Libra, you probably noticed that in many settlements (and outside) they began to repair roads. True, it happens strangely - for some reason the road workers cut down the trees growing along the highways. Officials naively believe that the wider the road surface, the more comfortable it is to ride on it (it would be better if they put high-quality asphalt). But on these summer days, other interesting surprises await drivers. So go out of town and find out everything yourself - there are a lot of mushrooms now, because the people celebrate the holiday of Theodosya Kolosyatnitsa (boletus mushrooms come across under every bush). But do not go far from the machine - mushroom pickers are cunning people, they will still lay their eyes on your cute covers and use them as containers.

Scorpion

Scorpions, words pads, chassis, transmission sound like amazing music to you. But many drivers do not even know how to turn on the turn signal. Rather, they know how, but all the time they forget that the car has headlights - this week there will be a great variety of such reckless teapots.
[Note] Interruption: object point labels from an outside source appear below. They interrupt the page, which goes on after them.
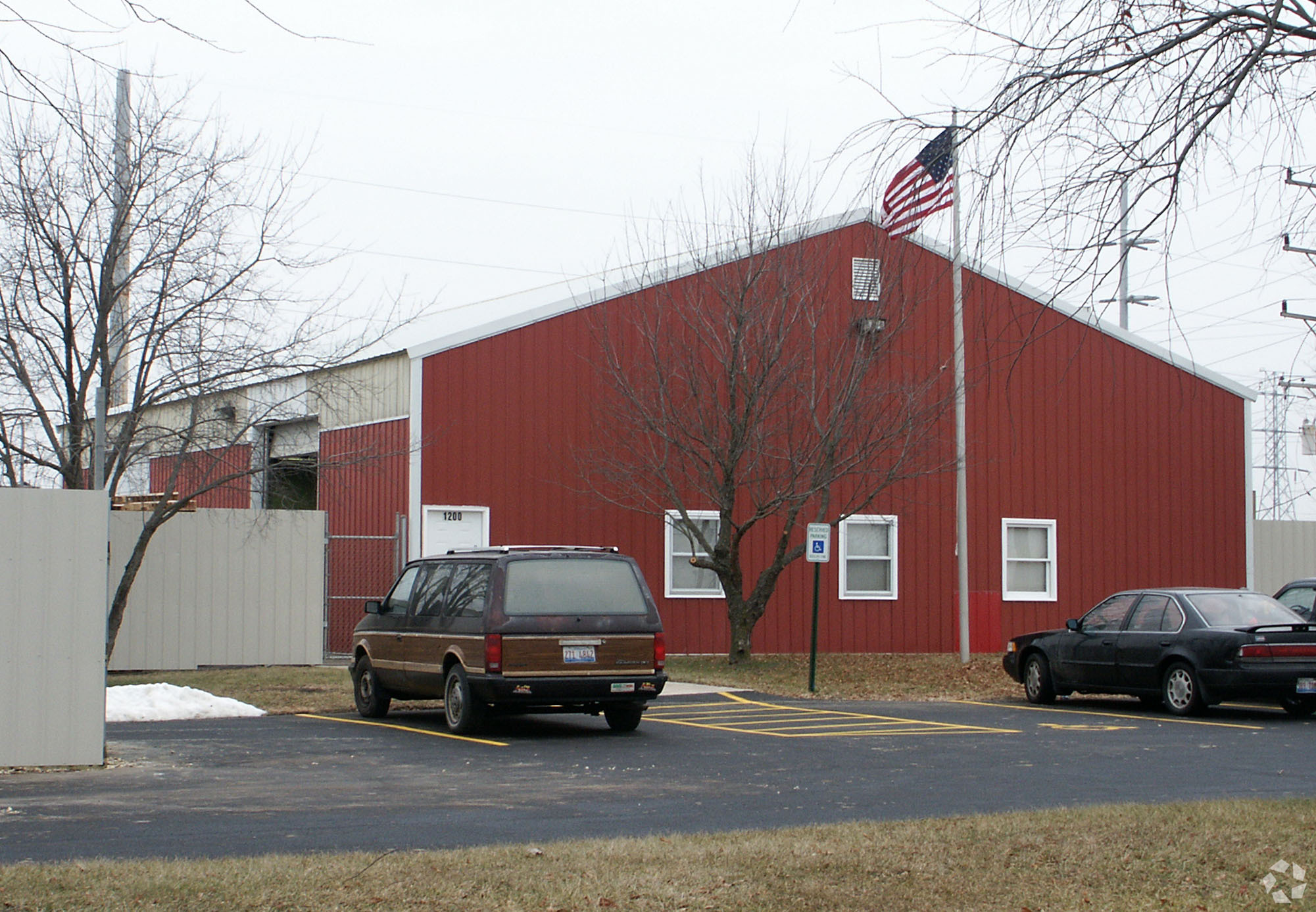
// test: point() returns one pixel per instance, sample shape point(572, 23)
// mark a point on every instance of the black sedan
point(1183, 648)
point(1299, 595)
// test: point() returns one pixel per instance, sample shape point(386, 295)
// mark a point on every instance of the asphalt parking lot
point(702, 762)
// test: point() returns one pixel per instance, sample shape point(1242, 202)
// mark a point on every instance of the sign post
point(817, 552)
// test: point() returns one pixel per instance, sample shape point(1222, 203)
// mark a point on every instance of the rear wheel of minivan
point(624, 717)
point(372, 699)
point(460, 707)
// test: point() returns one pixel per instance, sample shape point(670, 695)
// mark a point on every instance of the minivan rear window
point(566, 586)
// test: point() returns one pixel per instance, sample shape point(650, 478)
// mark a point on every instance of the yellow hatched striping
point(746, 716)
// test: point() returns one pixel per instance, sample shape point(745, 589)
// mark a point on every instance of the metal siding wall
point(1140, 465)
point(362, 489)
point(223, 587)
point(53, 575)
point(365, 393)
point(1286, 550)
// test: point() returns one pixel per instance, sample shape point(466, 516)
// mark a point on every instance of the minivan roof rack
point(506, 549)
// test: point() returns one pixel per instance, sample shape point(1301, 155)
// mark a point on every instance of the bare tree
point(746, 383)
point(1091, 94)
point(166, 278)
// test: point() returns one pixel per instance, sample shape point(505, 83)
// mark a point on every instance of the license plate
point(573, 654)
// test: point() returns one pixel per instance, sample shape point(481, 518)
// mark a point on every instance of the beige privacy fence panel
point(223, 587)
point(1284, 550)
point(53, 615)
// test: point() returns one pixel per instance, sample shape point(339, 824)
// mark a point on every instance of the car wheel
point(372, 699)
point(1181, 690)
point(624, 717)
point(460, 707)
point(1299, 706)
point(1037, 679)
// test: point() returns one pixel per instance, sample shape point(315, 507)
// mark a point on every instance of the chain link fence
point(358, 567)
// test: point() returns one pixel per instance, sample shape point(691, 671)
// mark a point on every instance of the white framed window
point(867, 549)
point(865, 279)
point(681, 579)
point(1028, 560)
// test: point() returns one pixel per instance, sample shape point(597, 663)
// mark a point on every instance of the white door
point(449, 528)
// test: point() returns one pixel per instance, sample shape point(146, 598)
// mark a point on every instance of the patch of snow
point(156, 703)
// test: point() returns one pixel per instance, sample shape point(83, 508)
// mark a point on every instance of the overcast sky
point(487, 156)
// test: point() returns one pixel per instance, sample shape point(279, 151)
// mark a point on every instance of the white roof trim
point(604, 291)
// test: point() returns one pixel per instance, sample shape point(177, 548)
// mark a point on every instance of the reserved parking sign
point(819, 542)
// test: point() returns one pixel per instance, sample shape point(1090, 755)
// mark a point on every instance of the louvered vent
point(865, 279)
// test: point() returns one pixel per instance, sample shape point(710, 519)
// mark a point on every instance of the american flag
point(921, 187)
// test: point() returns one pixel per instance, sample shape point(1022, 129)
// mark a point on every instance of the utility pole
point(112, 375)
point(1125, 244)
point(1277, 485)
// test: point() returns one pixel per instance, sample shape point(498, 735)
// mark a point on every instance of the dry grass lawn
point(1194, 857)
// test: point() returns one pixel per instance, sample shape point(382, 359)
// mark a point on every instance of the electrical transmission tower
point(1275, 498)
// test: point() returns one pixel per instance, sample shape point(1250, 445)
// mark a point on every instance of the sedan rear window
point(1241, 610)
point(558, 586)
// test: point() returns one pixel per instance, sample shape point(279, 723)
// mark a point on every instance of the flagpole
point(961, 448)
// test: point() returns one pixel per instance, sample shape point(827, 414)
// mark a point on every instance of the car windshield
point(1241, 610)
point(566, 586)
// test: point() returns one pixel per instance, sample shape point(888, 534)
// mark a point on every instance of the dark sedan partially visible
point(1182, 648)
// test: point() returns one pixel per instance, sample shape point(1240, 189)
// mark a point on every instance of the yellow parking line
point(404, 728)
point(1113, 715)
point(745, 716)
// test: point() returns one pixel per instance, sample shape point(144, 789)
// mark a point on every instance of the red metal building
point(1095, 462)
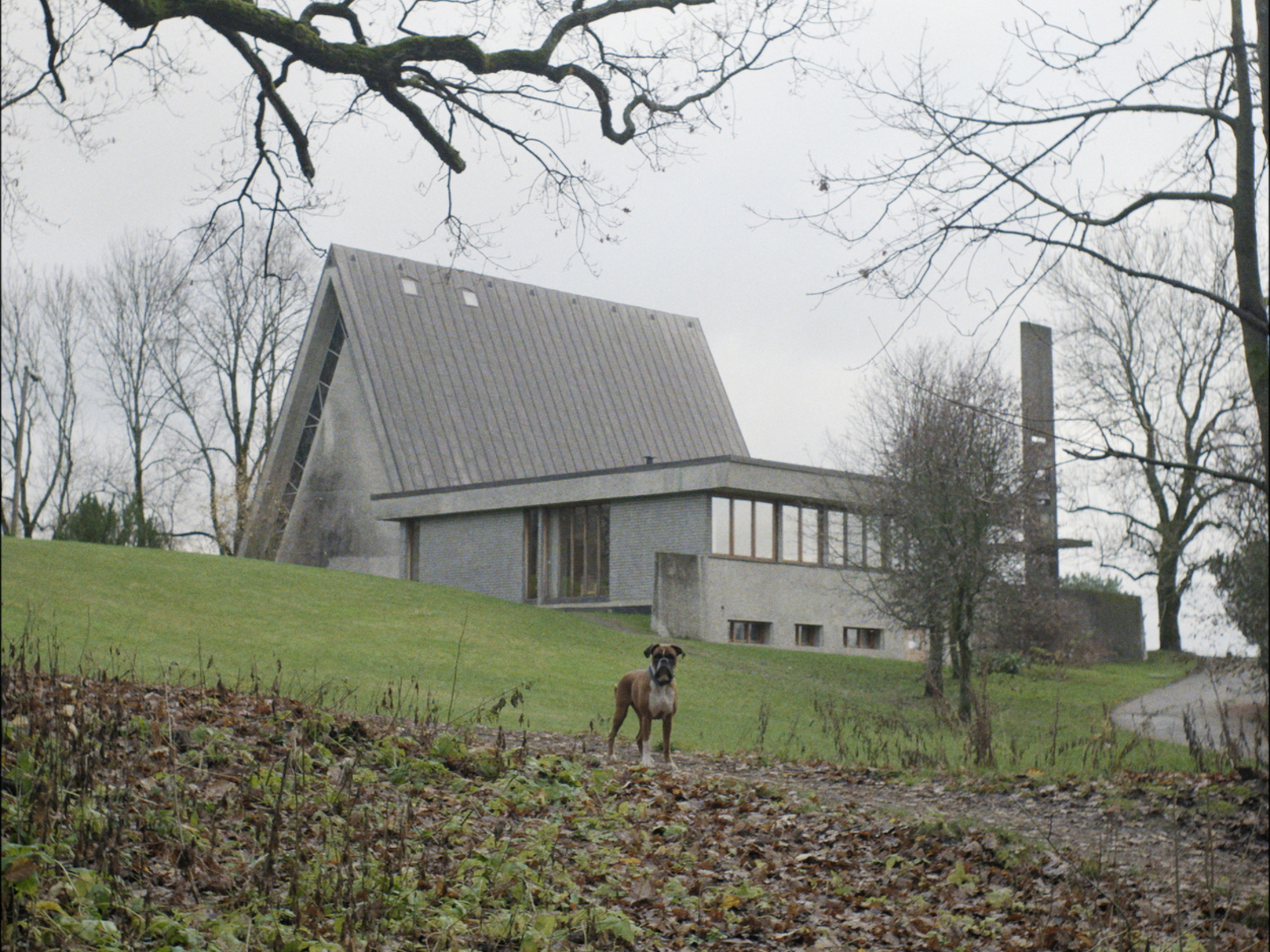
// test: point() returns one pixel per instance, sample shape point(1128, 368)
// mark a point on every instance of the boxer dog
point(652, 692)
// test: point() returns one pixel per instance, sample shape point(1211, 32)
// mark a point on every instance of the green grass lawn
point(348, 640)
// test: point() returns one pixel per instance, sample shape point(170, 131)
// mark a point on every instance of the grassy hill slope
point(351, 640)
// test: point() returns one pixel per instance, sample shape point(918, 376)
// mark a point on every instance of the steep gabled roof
point(526, 381)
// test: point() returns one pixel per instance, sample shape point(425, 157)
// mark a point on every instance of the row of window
point(804, 635)
point(806, 535)
point(575, 551)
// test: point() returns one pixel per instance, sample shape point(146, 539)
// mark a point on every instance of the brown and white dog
point(654, 696)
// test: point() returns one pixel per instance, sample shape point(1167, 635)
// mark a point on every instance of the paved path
point(1226, 706)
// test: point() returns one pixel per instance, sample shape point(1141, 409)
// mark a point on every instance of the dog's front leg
point(645, 740)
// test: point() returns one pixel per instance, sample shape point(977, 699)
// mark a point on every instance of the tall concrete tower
point(1041, 513)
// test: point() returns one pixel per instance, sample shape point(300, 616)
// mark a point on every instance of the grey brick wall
point(484, 551)
point(641, 528)
point(480, 552)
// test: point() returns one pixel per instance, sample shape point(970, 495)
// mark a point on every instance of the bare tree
point(42, 319)
point(944, 435)
point(478, 75)
point(226, 365)
point(1155, 372)
point(137, 300)
point(1037, 162)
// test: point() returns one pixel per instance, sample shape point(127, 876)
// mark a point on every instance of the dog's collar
point(652, 673)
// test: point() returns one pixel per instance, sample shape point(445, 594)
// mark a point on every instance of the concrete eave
point(724, 474)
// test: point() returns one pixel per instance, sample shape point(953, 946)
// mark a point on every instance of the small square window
point(806, 635)
point(863, 638)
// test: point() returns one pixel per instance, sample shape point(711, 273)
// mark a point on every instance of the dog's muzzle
point(662, 670)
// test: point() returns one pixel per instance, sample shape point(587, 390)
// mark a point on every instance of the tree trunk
point(1248, 258)
point(935, 666)
point(1168, 602)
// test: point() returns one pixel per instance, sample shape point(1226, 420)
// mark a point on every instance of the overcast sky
point(691, 244)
It is useless to fight them, and the stars are advised to make friends, especially since the world day of friends is celebrated on these summer days. But do not let these guys get close to your car - suddenly they will have a bad effect on your iron horse, and it will start to be capricious and swing its rights. Communicate in a traffic jam, suddenly in a couple of hours road students will learn at least one rule of movement.

Sagittarius

Sagittarius, do you know why guys in expensive cars constantly break traffic rules? Not at all because the chauffeurs have no conscience - they all the time hum a song about the Cabriolet, and their thoughts get confused, and the light also fades (as in the song of Lyuba Uspenskaya). And by the way, try to take your car to the car wash at the beginning of the week, and towards the weekend, forget about cleaning the interior. After all, the people celebrate Fedorin's day on which it is impossible to sweep and clean (suddenly throw the brownie out of the car with litter, or what do you call your road angel there?). Well, put a pot of porridge in the trunk - maybe your keeper will appreciate this delicacy and save you from meeting the traffic cops.

Capricorn

Capricorns, the stars are in a hurry to warn you: this week the road conductors are getting active. Of course, you guessed that we are talking about traffic cops, well then you would have dressed up in tailcoats and waved your striped sticks even until you turned blue. It is interesting that they are rehearsing - for sure the aria of Mephistopheles (remember, in which everyone dies for the sake of money). By the way, these June days celebrate the day of the oceans, so be careful near water bodies - immediately stop those who litter and throw all sorts of things into the rivers.And do not forget to thank your iron horse for a comfortable ride - the machine stoically withstands encounters with potholes and bumps (bravo, that's what education means).

Aquarius

Aquarians, your car does not tolerate familiarity - warn unceremonious and arrogant passengers not to iron the seat covers and open the window endlessly. There can be no question of smoking in the car - the machine recently complained to the stars that it does not tolerate tobacco smoke. Otherwise, everything is fine this summer week - wipers waving, wheels spinning, what more could you want? You can arrange a general cleaning in the garage, suddenly you find old favorite toys from the nineties. Indeed, during this period of June, Tetris's birthday is celebrated - so you will have fun in another hopeless traffic jam, just don't be too nostalgic.

Fishes

Pisces, it's time to take your favorite car out of the comfort zone - the iron horse is tired of hanging around in the garage and looking enviously through the cracks at other cars. Dash into the mountainous terrain - let your four-wheeled girlfriend gallop and admire the green landscape. You can even drive to some small river - these summer days there is a folk holiday Karp Karpolov, and the inhabitants are fishing together. Just imagine how many caught carp will fit in the spacious trunk of your car. On the way back, you can earn extra money - sell the fish in traffic jams, the main thing is that the car does not smell and the traffic cops do not flock to the smell.